というわけで今日のブログはフランス関係はボルタンスキーだけですが、その他の写真とともに長崎の旅をご紹介します。
ボルタンスキー展は夜間もやっているということだったので、まずグラバー邸や大浦天主堂など、長崎観光の王道を押さえる予定でしたが、そのすぐ近くに祈りの丘絵本美術館というのがあることを知り、入ってみました。おとぎ話に出てくるような素敵な入り口です。
一階はたくさんの絵本が売っていて、2階は長崎にゆかりのある画家の企画展示、3階は60歳で絵を描き始めたという大道あや氏の常設展となっています。どちらもとても良い絵だったのです。これまでに生きた人、今生きている人、すべての人に人生の物語があるんだなあ、と感じさせてくれる絵画たちでした。長崎に行かれる予定のある方、ぜひお立ち寄りください。
次はグラバー邸。天気が良かったので外を歩くのも気持ちが良いし、邸内にあるレストラン「自由亭」のビーフシチューも美味しかったです。
このあと大浦天主堂へ行き、ホテルで休憩した後ボルタンスキー展へ。そのことは最後に書きます。
翌朝ホテルを出て、少し歩くとちょっと気になる看板が。本のセレクトショップでした。こういうとき、時間に追われていないひとり旅は気楽です。フラッと入ってみました。

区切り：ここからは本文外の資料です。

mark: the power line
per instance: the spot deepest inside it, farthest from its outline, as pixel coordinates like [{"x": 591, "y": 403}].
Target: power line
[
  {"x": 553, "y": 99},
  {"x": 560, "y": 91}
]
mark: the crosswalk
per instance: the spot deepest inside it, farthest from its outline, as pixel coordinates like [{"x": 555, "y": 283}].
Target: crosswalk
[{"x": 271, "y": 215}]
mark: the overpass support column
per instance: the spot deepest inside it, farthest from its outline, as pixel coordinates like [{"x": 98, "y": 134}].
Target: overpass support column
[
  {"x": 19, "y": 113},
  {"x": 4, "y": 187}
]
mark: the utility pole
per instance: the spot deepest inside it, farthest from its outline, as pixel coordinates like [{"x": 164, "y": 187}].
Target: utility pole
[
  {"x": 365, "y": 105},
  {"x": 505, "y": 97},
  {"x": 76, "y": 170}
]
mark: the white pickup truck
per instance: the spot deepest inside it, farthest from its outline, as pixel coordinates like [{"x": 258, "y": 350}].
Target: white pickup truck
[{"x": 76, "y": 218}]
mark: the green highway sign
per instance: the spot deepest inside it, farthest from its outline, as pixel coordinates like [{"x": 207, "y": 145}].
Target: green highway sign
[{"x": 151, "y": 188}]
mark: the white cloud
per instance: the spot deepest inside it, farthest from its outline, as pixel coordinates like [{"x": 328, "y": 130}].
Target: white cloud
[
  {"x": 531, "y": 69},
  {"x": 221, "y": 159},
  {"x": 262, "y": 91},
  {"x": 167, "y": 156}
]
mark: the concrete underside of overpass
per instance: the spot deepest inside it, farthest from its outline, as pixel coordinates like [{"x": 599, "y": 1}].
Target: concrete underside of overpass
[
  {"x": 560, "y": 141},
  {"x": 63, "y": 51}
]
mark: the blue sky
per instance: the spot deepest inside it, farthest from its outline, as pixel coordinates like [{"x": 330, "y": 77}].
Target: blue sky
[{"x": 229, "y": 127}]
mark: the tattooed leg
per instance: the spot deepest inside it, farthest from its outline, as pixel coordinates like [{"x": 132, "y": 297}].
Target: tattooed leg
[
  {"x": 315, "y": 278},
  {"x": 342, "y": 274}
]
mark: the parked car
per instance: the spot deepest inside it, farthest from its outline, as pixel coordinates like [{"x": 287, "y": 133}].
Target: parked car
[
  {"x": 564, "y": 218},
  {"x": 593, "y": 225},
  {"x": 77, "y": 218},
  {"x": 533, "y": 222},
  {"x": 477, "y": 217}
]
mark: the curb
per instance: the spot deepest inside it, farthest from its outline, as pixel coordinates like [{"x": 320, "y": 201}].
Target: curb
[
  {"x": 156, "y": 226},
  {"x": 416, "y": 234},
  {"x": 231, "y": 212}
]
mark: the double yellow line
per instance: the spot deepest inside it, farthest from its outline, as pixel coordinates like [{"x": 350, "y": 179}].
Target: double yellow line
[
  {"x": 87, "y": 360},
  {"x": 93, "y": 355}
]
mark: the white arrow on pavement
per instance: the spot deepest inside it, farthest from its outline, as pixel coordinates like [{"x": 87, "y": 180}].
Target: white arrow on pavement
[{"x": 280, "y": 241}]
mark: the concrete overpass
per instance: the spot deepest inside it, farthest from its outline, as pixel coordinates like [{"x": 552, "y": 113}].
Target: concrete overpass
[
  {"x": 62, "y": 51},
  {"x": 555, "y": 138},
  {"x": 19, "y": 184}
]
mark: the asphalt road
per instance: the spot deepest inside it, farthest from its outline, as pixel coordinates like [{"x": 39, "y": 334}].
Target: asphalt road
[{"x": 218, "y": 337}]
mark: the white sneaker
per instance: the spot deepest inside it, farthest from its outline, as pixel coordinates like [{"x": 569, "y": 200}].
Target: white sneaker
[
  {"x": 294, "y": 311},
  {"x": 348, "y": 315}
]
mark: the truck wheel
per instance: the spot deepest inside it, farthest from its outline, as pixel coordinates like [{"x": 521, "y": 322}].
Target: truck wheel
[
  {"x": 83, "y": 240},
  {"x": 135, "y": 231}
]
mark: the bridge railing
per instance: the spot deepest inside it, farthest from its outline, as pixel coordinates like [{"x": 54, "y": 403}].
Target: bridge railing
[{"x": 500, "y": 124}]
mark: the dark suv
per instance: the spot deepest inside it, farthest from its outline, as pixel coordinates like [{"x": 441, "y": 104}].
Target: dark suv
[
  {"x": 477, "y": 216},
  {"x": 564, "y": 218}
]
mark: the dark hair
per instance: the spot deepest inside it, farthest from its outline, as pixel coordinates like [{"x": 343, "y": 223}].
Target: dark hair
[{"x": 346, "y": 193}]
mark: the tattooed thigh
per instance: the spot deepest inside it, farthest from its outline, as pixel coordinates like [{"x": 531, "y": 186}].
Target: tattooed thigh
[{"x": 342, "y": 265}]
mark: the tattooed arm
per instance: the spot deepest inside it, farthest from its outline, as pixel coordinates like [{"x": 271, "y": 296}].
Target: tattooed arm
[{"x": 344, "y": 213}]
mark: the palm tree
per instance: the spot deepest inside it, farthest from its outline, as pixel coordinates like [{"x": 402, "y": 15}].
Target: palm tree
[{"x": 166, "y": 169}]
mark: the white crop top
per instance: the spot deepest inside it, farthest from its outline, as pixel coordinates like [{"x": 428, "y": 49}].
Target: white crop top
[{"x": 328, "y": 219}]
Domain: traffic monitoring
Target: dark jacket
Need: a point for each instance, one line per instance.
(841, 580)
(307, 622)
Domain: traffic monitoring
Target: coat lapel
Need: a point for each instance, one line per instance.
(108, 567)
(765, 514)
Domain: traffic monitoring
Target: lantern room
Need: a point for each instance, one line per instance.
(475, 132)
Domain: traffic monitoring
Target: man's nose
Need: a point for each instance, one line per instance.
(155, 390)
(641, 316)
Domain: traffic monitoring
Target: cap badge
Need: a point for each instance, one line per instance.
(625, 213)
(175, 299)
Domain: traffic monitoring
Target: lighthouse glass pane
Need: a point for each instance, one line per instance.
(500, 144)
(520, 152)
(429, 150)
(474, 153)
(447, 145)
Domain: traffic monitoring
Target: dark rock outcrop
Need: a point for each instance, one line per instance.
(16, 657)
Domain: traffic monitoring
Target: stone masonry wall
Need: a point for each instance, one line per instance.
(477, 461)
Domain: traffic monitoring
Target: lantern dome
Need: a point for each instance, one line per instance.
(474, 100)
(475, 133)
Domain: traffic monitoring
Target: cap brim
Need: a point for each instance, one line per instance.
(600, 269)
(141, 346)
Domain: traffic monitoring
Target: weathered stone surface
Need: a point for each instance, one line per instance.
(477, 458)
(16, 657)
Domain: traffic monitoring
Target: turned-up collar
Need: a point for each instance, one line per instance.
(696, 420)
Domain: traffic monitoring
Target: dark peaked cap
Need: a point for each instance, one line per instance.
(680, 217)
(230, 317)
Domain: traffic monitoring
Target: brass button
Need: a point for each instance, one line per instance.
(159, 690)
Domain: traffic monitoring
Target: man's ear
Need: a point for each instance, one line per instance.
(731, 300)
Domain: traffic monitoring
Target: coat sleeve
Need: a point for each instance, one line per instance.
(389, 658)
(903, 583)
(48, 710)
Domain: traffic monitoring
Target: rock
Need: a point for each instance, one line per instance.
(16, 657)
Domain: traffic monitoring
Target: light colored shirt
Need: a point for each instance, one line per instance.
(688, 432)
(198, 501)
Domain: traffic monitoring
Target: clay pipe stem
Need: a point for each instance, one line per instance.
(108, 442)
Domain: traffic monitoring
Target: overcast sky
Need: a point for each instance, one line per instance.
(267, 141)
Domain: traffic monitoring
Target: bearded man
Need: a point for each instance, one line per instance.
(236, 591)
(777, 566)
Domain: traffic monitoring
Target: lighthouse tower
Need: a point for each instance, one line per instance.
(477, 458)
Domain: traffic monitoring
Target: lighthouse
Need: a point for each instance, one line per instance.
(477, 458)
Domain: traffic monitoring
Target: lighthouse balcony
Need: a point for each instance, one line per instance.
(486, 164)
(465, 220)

中には明るくて、決して広くはない店内に、私が新聞の書評などをみて読みたいなあ、と思っていた本がことごとく置いてある!
本を買ったらコーヒーサービスの日だったようで、ひきたてのコーヒーをいただきました。店主さんともいろいろおしゃべりして楽しいひととき。
結局また本をたくさん買ってしまった。
右側の日めくり二つと大道あやさんの本は絵本美術館で。左側のカメル・ダウードの本はホテルで読もうと思ってうちから持って行ったのですが、結局こんなに買ってしまったので、ちっとも読めませんでした。
原爆資料館には入りませんでしたが、平和記念公園とその先にある片足鳥居を見てきました。
原爆で周囲の建物が倒壊する中、奇跡的にこの状態で残った鳥居です。
さて、今回のメインイベントであるボルタンスキー回顧展。クリスチャン・ボルタンスキーは1944年、ナチス占領下のパリに生まれました。父親は改宗ユダヤ人であったため家の床下に隠れ住んでいたそうです。そのような経験はボルタンスキーの作品に大きな影響を及ぼしました。
今回の長崎美術館では、心臓の鼓動が聞こえたり、無数の死と人生を連想させる作品を見る、というより、その真っ只中に佇む感じでした。
こちらの映像は2016年の展示の際のインタビューですが、「芸術家というのは、作品を見た人に刺激を与え、観た人が今度は芸術家となって作品を完成させるのです。」と語っています。そのことが実感として感じられました。日本には何年かに一度来ているようですね。まだの方はぜひ次の機会に、もしくは1月5日までに長崎美術館へぜひ!